Court File and Parties
COURT OF APPEAL FOR ONTARIO DATE: 20230609 DOCKET: COA-22-CV-0311
Doherty, Favreau and Monahan JJ.A.
BETWEEN
Upper Canada Land Titles and Patent Research Initiative Applicant (Appellant)
and
Regional Municipality of Niagara a.k.a. Niagara Region, Attorney General of Province of Ontario, the Attorney General of Canada Respondents (Respondents)
Counsel: Rory Barnable, for the appellant Brian Duxbury and Joshua Perrell, for the respondents
Heard and released orally: June 5, 2023
On appeal from judgment of Justice R.J. Nightingale of the Superior Court of Justice, dated September 19, 2022.
Reasons for Decision
[1] We are in substantial agreement with the application judge. Like him, we are prepared to assume, without deciding, that the applicant has standing.
[2] It is conceded that the Province has the power to pass laws applicable to property, including property granted under a Crown patent. The Province has exercised its powers under the Municipal Act and has delegated to the respondent the power to pass by-laws prohibiting and regulating the destruction or injury of trees and woodlands designated in the by-law.
[3] We are satisfied the by-law making authority under the Act is clear and was properly exercised in this case. We do not accept the argument that the by-law could only be valid if specific reference was made to the Crown patent, either in s. 135 of the Municipal Act, or in the language of the specific by-law.
[4] In addition, the by-law does not conflict with the Crown patent. The Crown patent is not a legislative Act, but rather a grant of title to the lands in issue pursuant to the Crown’s prerogative.

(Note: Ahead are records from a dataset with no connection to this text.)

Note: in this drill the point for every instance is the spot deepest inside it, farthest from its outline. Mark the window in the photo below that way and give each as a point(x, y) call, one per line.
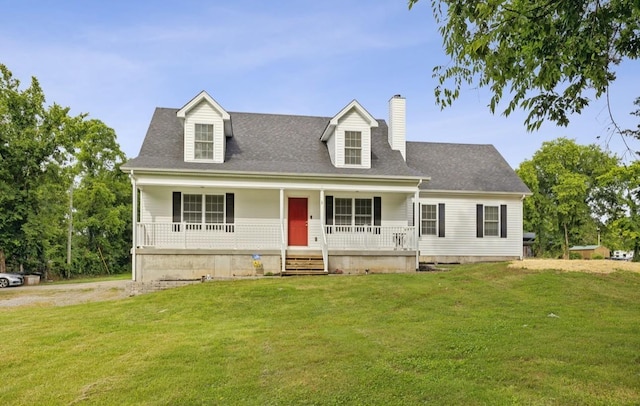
point(194, 214)
point(343, 212)
point(491, 221)
point(429, 219)
point(214, 209)
point(353, 214)
point(192, 209)
point(352, 148)
point(203, 141)
point(363, 213)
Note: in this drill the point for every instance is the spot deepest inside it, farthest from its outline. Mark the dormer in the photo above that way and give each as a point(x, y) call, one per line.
point(348, 137)
point(204, 122)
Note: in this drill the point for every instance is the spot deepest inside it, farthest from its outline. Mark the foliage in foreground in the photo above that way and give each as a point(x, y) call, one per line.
point(44, 153)
point(476, 335)
point(579, 193)
point(547, 55)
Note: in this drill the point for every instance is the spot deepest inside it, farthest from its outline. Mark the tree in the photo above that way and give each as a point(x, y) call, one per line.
point(43, 151)
point(564, 178)
point(35, 144)
point(549, 55)
point(624, 204)
point(102, 201)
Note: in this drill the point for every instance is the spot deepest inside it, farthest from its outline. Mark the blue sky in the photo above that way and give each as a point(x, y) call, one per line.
point(118, 60)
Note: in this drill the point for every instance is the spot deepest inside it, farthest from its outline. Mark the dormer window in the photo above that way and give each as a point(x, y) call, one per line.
point(203, 147)
point(352, 148)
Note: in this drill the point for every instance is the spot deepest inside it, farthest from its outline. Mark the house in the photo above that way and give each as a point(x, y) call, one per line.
point(588, 251)
point(220, 193)
point(622, 255)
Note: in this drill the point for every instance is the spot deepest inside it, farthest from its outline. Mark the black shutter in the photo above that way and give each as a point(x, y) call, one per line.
point(230, 200)
point(177, 207)
point(413, 214)
point(419, 224)
point(441, 220)
point(328, 210)
point(503, 221)
point(479, 221)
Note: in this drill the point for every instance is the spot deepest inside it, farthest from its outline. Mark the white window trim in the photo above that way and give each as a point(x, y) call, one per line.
point(351, 148)
point(352, 226)
point(423, 220)
point(496, 222)
point(203, 224)
point(196, 141)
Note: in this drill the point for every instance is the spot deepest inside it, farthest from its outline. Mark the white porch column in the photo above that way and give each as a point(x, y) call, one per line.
point(416, 224)
point(134, 226)
point(323, 218)
point(283, 248)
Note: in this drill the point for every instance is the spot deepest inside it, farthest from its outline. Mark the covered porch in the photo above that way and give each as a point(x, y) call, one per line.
point(345, 225)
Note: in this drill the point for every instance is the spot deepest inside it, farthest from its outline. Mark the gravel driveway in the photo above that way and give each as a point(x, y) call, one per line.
point(63, 294)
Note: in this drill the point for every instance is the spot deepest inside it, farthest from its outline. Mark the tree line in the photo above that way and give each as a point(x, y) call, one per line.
point(65, 204)
point(581, 194)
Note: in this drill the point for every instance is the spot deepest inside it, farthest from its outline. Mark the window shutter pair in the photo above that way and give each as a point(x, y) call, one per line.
point(480, 221)
point(377, 210)
point(229, 203)
point(441, 219)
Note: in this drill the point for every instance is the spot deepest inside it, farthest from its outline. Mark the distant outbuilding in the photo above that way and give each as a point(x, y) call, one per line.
point(588, 251)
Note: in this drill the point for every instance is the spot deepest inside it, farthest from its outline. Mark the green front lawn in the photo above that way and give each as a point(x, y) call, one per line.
point(480, 334)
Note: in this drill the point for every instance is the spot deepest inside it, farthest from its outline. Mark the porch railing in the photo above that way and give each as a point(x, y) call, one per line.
point(370, 237)
point(270, 236)
point(211, 236)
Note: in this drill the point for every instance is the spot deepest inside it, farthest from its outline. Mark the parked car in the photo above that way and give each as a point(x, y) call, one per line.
point(10, 279)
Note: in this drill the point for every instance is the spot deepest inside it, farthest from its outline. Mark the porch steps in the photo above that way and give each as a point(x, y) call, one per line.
point(304, 264)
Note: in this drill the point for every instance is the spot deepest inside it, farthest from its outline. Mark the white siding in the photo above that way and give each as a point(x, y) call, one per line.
point(460, 229)
point(331, 146)
point(394, 210)
point(397, 124)
point(251, 206)
point(353, 121)
point(204, 113)
point(155, 205)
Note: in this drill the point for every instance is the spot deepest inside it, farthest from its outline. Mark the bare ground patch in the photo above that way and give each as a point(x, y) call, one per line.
point(63, 294)
point(576, 265)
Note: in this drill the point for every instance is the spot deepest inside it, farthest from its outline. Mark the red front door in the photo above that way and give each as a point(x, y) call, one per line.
point(298, 221)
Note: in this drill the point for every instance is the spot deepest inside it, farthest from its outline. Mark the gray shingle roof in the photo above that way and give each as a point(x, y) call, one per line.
point(463, 167)
point(287, 144)
point(265, 143)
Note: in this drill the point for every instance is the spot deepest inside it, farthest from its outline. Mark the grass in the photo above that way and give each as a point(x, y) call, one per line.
point(481, 334)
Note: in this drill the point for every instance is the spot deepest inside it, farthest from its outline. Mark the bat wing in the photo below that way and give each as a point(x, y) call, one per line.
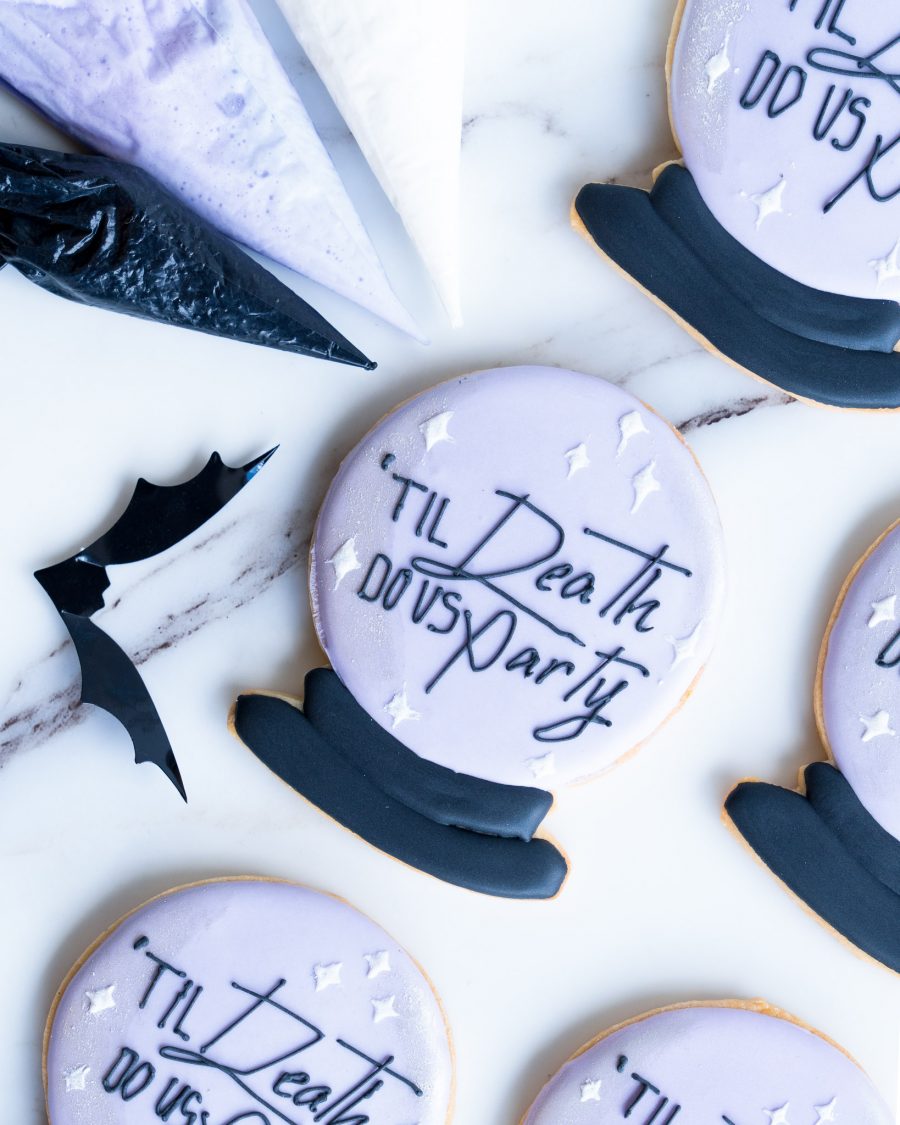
point(158, 516)
point(111, 682)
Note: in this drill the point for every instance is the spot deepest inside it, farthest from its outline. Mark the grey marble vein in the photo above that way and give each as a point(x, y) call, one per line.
point(735, 408)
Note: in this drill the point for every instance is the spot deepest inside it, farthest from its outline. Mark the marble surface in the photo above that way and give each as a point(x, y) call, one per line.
point(663, 905)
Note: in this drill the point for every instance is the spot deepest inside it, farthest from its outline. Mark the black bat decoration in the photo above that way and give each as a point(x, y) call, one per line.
point(156, 518)
point(105, 233)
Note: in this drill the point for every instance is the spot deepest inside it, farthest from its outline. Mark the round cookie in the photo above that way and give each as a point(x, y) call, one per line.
point(788, 116)
point(734, 1063)
point(835, 842)
point(519, 574)
point(246, 1000)
point(775, 240)
point(857, 692)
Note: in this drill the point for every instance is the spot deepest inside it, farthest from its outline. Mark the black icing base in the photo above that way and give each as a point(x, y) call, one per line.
point(817, 345)
point(465, 830)
point(830, 852)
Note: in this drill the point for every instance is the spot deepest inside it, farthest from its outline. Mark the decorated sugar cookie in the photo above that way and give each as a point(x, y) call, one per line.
point(836, 844)
point(248, 1000)
point(732, 1062)
point(516, 576)
point(776, 241)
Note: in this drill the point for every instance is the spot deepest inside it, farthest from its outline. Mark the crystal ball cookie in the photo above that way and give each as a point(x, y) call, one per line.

The patent gives the owner of the lands all of the property rights that normally flow from ownership of private property. However, it does not immunize the lands or the owners of the lands from regulation by the municipality in accordance with the powers under the Municipal Act over activities that are allowed on the property. Accordingly, s. 14(1)(b) of the Municipal Act has no application on the facts of this case.
[5] The appellant did not pursue the vagueness argument.
[6] The appeal is dismissed. As agreed on by counsel, the respondent is entitled to costs in the amount of $15,000, inclusive of disbursements and relevant taxes.
“Doherty J.A.”
“L. Favreau J.A.”
“P.J. Monahan J.A.”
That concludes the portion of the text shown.